PiS traktował wojsko jak element wystroju, jakby było tłem, podpórką pod parasol, a nie czymś realnym, a armia jest czymś bardzo realnym. Nigdy nie zapomnę tego zdjęcia, które każdy może znaleźć dzisiaj w internecie. Jeśli dobrze pamiętam kapitan wojska polskiego, prawdopodobnie po misjach, człowiek ze swoim honorem i dorobkiem trzyma parasol nad Bartłomiejem Misiewiczem, który nawet nie był w kierownictwie Ministerstwa Obrony Narodowej – mówił Tomczyk.

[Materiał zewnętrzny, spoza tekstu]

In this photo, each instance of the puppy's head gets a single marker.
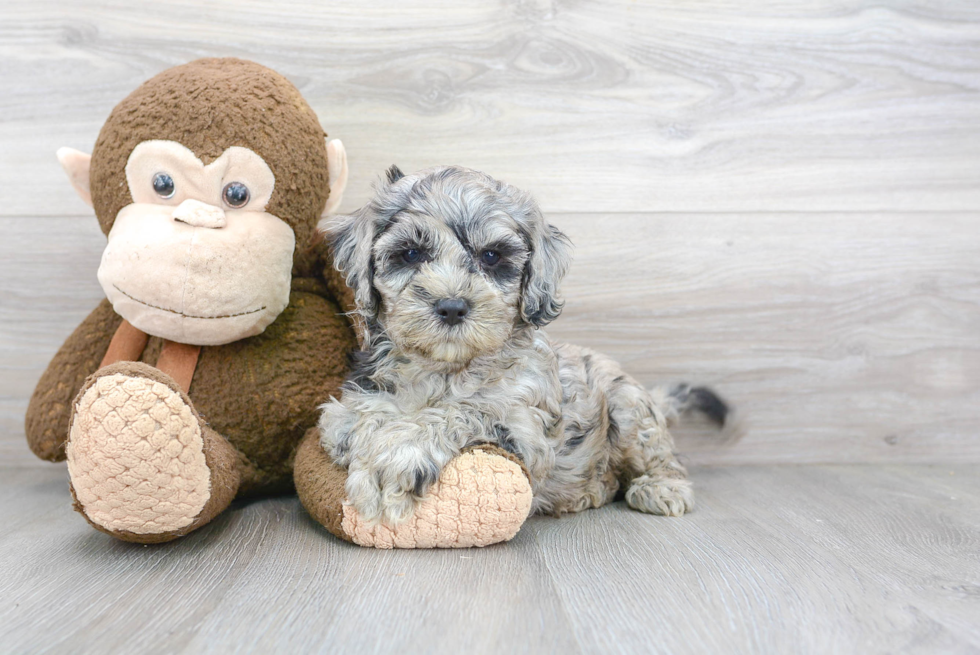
(449, 262)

Tacy ludzie jak pan Misiewicz wykorzystywali wojsko w sposób zupełnie absurdalny, niemoralny - dodał polityk w TOK FM.

Wydatki na wojsko się zmniejszą?

Tomczyk został zapytany w TOK FM "Czy nowy rząd będzie zmniejszał wydatki na wojsko? Czy umowy na zakup sprzętu nie zostaną zerwane?"

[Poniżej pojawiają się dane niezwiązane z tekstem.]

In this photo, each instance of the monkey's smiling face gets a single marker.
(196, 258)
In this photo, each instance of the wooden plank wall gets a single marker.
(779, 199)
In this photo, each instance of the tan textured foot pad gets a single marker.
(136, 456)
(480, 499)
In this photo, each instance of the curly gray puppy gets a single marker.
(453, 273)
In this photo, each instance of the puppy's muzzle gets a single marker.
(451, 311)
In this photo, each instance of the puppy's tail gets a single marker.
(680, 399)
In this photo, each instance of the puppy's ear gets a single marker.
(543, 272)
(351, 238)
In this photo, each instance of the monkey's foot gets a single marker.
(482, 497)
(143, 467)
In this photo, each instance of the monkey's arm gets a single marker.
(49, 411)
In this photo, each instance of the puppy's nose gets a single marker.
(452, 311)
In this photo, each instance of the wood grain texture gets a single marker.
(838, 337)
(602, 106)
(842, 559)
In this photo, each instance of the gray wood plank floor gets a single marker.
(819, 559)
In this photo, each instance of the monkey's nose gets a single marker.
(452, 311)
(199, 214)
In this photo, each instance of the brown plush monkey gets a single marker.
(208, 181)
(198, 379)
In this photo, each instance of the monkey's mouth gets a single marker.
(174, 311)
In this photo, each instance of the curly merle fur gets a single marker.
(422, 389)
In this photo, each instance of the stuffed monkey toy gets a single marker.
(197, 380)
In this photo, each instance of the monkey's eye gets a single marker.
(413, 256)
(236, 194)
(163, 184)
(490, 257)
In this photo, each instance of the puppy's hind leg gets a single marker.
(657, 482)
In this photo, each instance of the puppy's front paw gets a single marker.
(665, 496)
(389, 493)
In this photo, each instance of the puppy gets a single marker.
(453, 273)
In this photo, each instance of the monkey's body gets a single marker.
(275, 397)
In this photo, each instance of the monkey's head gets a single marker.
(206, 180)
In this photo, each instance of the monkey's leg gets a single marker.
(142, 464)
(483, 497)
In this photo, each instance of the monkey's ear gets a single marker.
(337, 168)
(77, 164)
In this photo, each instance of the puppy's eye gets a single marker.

Przecież kompletnie nie wiemy jakie zobowiązania podjął ten rząd i na pewno nie będziemy unikać żadnej odpowiedzialności. Jeżeli chodzi o zakup sprzętu dla polskiego wojska, nic nie zmieni. Sprzętu będzie co najwyżej więcej, ale wszystkie kontrakty muszą być przejrzane - stwierdził w TOK FM. Albo ma się armię swoją, albo ma się armię cudzą, więc w swoją trzeba inwestować, żeby nie mieć cudzej - dodał.